The Koch brothers have set a disturbing pace for what promises to be a record flow of money meant to influence the outcome of the 2016 presidential and congressional elections. Billionaires Charles and David Koch have recruited about 300 other donors with plans to dump close to $900 million into the elections, backing conservative candidates and causes.
It occurs as the nation marks the fifth anniversary of the U.S. Supreme Court’s Citizens United case and a federal court’s “Speechnow” ruling, which altered the landscape for campaign contributions in the name of free speech. The high court’s ruling last year in McCutcheon v. Federal Election Commission made things worse, removing long-standing limits on how much total money an individual could contribute to federal candidates.

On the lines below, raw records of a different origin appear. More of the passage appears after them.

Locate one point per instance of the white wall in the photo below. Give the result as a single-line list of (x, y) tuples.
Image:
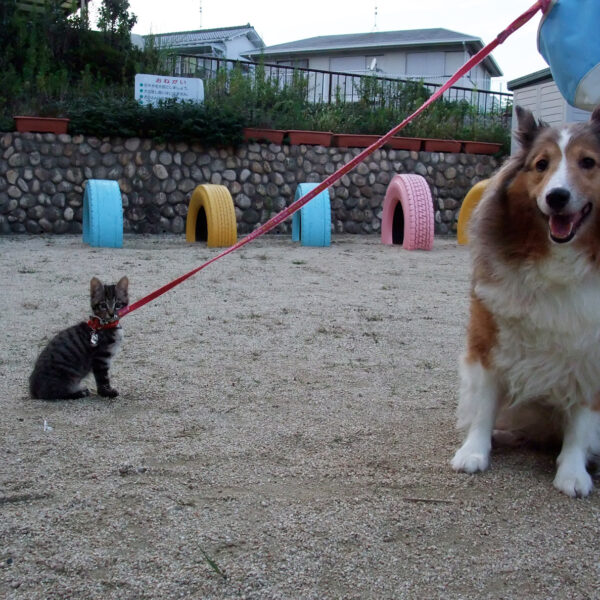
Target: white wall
[(546, 102)]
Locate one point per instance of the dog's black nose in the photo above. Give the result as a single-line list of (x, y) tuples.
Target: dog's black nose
[(557, 198)]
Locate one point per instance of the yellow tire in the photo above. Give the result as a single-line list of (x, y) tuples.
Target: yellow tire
[(211, 217), (469, 203)]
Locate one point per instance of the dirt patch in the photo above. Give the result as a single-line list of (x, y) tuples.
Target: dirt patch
[(283, 430)]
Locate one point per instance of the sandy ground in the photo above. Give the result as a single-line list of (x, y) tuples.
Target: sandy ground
[(284, 430)]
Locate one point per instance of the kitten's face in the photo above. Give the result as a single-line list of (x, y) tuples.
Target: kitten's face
[(107, 300)]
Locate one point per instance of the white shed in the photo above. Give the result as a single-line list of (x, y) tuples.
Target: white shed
[(538, 93)]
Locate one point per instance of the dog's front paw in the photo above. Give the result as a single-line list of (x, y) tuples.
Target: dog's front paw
[(576, 483), (471, 459)]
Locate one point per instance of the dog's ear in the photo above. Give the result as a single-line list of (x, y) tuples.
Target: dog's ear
[(527, 127), (595, 120)]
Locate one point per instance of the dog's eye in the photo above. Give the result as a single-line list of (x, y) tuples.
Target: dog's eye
[(587, 162)]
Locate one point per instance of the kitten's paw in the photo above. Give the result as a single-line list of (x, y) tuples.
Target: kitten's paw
[(108, 392), (471, 459), (576, 483)]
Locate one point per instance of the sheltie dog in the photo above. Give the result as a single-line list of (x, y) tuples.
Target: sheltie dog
[(531, 368)]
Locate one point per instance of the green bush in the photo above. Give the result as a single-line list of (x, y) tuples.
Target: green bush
[(101, 116)]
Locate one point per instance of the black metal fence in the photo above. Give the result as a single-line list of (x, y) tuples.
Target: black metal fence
[(332, 87)]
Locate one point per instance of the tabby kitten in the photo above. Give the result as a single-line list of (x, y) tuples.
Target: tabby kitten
[(87, 346)]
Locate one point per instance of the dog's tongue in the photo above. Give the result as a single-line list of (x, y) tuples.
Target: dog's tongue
[(561, 225)]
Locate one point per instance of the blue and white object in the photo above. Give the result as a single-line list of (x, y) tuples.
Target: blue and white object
[(311, 225), (102, 214), (569, 42)]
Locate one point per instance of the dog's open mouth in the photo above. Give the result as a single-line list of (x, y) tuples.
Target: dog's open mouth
[(564, 227)]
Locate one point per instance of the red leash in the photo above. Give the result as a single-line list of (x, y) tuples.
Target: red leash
[(292, 208)]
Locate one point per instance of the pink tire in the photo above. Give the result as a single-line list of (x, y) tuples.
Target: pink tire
[(407, 217)]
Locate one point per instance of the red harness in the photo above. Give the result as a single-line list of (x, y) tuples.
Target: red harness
[(96, 324)]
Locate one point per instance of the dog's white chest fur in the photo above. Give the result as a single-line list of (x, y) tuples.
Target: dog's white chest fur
[(548, 319)]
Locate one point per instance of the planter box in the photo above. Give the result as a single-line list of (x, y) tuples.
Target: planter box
[(431, 145), (41, 124), (316, 138), (400, 143), (275, 136), (481, 147)]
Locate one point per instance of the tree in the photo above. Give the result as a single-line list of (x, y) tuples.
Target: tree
[(116, 23)]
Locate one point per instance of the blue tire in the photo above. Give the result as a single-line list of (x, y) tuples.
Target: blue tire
[(311, 225), (102, 214)]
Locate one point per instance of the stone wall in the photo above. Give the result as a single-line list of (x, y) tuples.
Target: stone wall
[(42, 179)]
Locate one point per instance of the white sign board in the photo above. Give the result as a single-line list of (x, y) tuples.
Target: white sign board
[(150, 89)]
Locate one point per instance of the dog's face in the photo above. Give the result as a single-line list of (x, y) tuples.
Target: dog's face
[(561, 171)]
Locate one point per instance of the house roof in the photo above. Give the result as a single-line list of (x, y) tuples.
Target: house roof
[(202, 37), (531, 79), (379, 40)]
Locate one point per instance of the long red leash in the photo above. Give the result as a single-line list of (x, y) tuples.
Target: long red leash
[(292, 208)]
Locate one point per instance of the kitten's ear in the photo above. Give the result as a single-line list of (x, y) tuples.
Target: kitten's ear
[(95, 285), (123, 284)]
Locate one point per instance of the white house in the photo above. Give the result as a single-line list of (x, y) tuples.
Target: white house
[(538, 93), (433, 55), (224, 42)]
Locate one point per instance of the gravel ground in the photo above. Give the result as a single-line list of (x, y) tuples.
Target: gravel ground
[(283, 430)]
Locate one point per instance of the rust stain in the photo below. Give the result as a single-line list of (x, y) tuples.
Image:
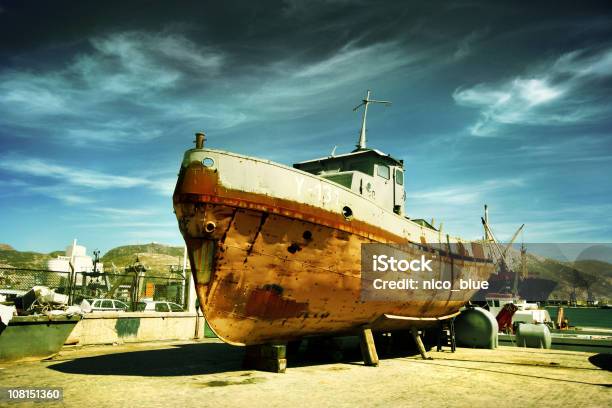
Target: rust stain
[(269, 303), (308, 252), (199, 185)]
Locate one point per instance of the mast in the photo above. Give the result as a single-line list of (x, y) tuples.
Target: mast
[(361, 144)]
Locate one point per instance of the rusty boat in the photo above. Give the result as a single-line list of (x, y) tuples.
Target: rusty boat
[(275, 251)]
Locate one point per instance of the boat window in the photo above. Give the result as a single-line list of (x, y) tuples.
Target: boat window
[(364, 166), (383, 171), (161, 307), (399, 177)]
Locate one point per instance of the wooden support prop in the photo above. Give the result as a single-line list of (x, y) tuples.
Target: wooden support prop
[(419, 343), (266, 357), (368, 348)]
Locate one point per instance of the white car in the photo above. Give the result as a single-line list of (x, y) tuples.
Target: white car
[(103, 305), (158, 306)]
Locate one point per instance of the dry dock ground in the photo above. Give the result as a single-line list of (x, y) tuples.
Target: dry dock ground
[(209, 373)]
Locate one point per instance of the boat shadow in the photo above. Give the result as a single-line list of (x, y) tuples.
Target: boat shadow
[(178, 360), (198, 359)]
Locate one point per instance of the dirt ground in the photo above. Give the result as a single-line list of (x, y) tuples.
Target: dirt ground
[(209, 373)]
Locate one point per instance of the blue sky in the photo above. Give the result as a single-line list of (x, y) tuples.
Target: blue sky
[(491, 104)]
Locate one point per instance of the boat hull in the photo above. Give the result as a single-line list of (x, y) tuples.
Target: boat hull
[(270, 268)]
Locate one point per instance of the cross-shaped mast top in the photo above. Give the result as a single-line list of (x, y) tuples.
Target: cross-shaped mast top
[(361, 145)]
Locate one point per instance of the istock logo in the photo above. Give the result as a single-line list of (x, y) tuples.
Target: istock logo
[(384, 263)]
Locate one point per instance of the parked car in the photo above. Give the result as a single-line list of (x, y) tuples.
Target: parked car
[(103, 305), (158, 306)]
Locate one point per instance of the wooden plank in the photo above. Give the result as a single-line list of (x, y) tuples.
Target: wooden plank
[(419, 343), (368, 348)]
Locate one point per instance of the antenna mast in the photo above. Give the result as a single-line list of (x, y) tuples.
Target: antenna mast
[(361, 145)]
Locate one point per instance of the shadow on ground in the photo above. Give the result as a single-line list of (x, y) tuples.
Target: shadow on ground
[(207, 358), (179, 360), (602, 360)]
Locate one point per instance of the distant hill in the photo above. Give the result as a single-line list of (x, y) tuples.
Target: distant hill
[(584, 275), (157, 257)]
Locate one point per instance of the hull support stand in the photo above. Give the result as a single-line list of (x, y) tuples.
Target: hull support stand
[(266, 357), (368, 348)]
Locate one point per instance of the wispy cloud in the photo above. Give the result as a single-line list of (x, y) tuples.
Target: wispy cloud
[(464, 193), (553, 95), (73, 184), (110, 93)]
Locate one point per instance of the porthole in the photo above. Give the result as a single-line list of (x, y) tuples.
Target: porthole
[(347, 212)]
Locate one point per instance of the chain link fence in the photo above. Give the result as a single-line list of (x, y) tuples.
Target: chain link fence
[(131, 288)]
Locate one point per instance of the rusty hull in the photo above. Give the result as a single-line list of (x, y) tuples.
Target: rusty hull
[(277, 270)]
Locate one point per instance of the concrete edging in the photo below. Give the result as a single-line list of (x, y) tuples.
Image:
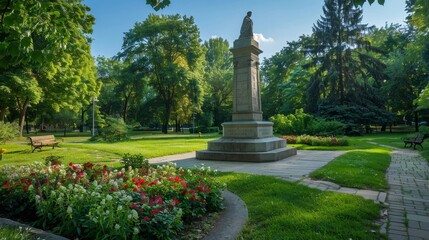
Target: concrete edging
[(232, 219)]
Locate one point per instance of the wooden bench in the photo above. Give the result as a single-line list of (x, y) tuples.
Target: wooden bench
[(37, 142), (414, 141)]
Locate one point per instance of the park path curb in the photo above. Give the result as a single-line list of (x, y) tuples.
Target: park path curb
[(232, 219), (35, 231)]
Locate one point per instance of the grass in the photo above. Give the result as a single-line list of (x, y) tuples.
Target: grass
[(14, 233), (284, 210), (277, 209), (363, 169)]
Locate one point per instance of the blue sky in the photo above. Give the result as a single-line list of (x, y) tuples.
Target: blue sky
[(277, 21)]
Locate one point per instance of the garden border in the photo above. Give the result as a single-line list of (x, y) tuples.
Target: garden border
[(228, 226), (231, 220)]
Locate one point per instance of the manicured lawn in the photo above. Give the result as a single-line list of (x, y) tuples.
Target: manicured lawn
[(78, 149), (363, 169), (284, 210)]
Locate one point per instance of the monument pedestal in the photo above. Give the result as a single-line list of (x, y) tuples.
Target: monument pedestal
[(247, 138)]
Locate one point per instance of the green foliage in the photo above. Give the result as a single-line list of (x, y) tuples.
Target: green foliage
[(218, 75), (168, 49), (115, 130), (8, 131), (94, 202), (363, 169), (323, 127), (204, 130), (16, 233), (134, 161), (45, 55), (292, 124), (316, 141), (53, 160), (299, 212)]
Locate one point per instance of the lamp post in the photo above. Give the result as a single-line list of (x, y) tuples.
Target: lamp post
[(94, 99)]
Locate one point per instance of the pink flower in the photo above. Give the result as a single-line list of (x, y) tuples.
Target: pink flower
[(155, 211)]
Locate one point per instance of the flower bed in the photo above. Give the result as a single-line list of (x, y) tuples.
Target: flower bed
[(315, 140), (93, 202)]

The rulings serve to diminish the power of individuals’ votes and ability to make their voices heard. More Americans may shrug their shoulders on Election Day and say, “Why bother?” Our democracy also suffers because politics now has become a plaything for the rich. The Kochs’ planned spending for 2016 may well rival the budgets of the Republican and Democratic parties in the coming campaigns.
Conservative candidates under the Republican Party tent will benefit. But the GOP shouldn’t be cheering too loudly. The Koch money, promoting a specific “free-market” agenda, has the potential to create internecine party warfare and lock out candidates and voters with divergent views.
But the Koch brothers’ pledge should prod the Democratic Party, unions and free-thinking Republicans to increase their efforts to appeal to middle America. The political bullying that the court rulings created mustn’t go unchallenged. Political apathy and staying home on election day should not be options for those who care about American values of fairness, civil political debate and economic opportunity for all. Clearly, the Koch brothers’ ability to flood money into politics is both an effect and a defense of America’s wealth disparity.
Over the long term, voters must elect sensible candidates who will work to fix the flawed political finance system.